A trent’anni dalla morte, la memoria di don Giovanni Moioli è ancora viva: non solo in chi ritrova illuminazione e ricchezza nella sua produzione teologica, ma anche in quanti l’hanno avuto maestro di vita, amico e confidente nelle ore facili e difficili, nella ricerca critica della verità, soprattutto capace di sostenere la vocazione cristiana di ogni condizione di vita, sempre con fede profonda, con l’umiltà di chi si sente inadeguato, vivendo tuttavia una grandissima fiducia nel Signore.
La morte l’ha colto quando ancora il suo impegno nell’ambito della teologia si apriva ai nuovi orizzonti della teologia spirituale, per la quale si era speso con l’appassionato desiderio di dire chi è Gesù Cristo e, coerentemente, il cristiano. Conduceva non solo a riflettere su Gesù, ma a «saperlo» (indugiava frequentemente su questo verbo, che gli era caro e riteneva significativo), con quel suo singolare modo di rimandare «oltre», verso l’unico insostituibile Interlocutore, che è Gesù di Nazareth. Qui sta la sintesi del suo magistero: nell’invito appassionato a «contemplare» il mistero di Cristo, la singolarità di Gesù di Nazareth, che tanto amava. Dalla fede e dall’irrinunciabile riferimento a Gesù poteva dedurre l’identità del cristiano, dell’«uomo spirituale», quello che lo Spirito fa, che è misurato da Gesù Cristo e su Gesù Cristo.
Fare memoria dei suoi insegnamenti è l’intenzione del convegno, che il 4 ottobre si terrà a Vimercate (vedi box a fianco), promosso dal Centro «Giovanni Moioli» per lo studio della teologia spirituale della Facoltà teologica dell’Italia Settentrionale e dalla Comunità pastorale di Vimercate e Burago di Molgora, con l’intervento dell’Arcivescovo, cardinale Angelo Scola. Sarà un’occasione per rivisitare la figura di un autentico maestro di spirito, di un teologo, che ha parlato, nella sua ricerca e più ancora nella vita, dell’amore a Gesù Cristo, alla Chiesa, alla nostra Diocesi, riconosciuta come la propria casa.

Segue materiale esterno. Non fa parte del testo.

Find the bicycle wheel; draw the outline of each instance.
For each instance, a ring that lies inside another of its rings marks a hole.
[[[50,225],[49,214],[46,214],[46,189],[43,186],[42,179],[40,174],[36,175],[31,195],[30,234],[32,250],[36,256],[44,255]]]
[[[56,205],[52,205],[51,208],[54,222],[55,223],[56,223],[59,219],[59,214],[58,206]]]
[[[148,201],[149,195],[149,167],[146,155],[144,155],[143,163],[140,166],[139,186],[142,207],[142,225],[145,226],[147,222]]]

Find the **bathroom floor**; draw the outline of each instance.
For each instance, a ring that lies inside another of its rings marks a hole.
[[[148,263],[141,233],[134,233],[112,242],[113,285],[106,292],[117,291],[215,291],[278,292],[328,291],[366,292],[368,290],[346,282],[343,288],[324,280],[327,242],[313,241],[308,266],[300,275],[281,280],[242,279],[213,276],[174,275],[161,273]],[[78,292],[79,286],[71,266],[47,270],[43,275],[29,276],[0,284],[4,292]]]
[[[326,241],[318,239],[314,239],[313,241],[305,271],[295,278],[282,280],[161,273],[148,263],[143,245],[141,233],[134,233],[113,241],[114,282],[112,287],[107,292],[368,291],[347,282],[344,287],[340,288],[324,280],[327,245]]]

Le sue riflessioni muovono sempre da questa consapevolezza, che si fa amore e condivisione, dedizione e servizio. Un servizio praticato in Seminario fin da giovane prete, con il compito di direttore spirituale degli alunni del Ginnasio. Era subito emersa la sua capacità di garantire una formazione autentica, da farsi progressivamente, anche a piccoli passi, senza mai venir meno al rigore dei contenuti, offerti con bontà e comprensione. Questo suo impegno formativo non è mai venuto meno, ma si è fatto sempre più consistente, nei confronti di tutti: giovani e adulti, laici e consacrati, famiglie e comunità religiose. Conduceva e riconduceva all’essenziale, tenendo viva l’esigenza di coniugare il rigore della teologia con un’autentica dimensione pastorale, facendosi padre, fratello e amico. Lo ricordano così tantissime persone: gente semplice e umile, di ceti sociali diversi, di vocazioni e condizioni diverse. E tutti custodiscono di lui un ricordo dolcissimo, il desiderio di non disperdere il benefico patrimonio da lui ricevuto.
Se amava la Chiesa – e ogni vocazione nella Chiesa – amava con predilezione la vocazione dei preti: voleva che essi amassero il loro ministero, anche nei momenti di difficoltà, che possono farsi crocifiggenti. Lo aveva ripetuto con visibile commozione il cardinale Carlo Maria Martini nell’omelia della Messa esequiale: «E quest’oggi, sentendomi così presente alla liturgia esequiale di don Giovanni, sento di essere presente alla liturgia, alle preghiere per tanti altri preti, per tutti coloro che hanno trovato nel ministero di questo nostro fratello una forza, un incoraggiamento, uno stimolo, cosi da vedere in lui un maestro, un educatore, un confidente, un formatore di preti».
La ricchezza della sua persona si ritrova efficace anche nel suo testamento, in cui si legge: «Dietro il passato, il presente e il futuro, voglio vedere il Figlio dell’Uomo al quale mi affido supplicandolo di lavarmi i piedi e di purificarmi per l’incontro con Lui, come e quando Gli piacerà».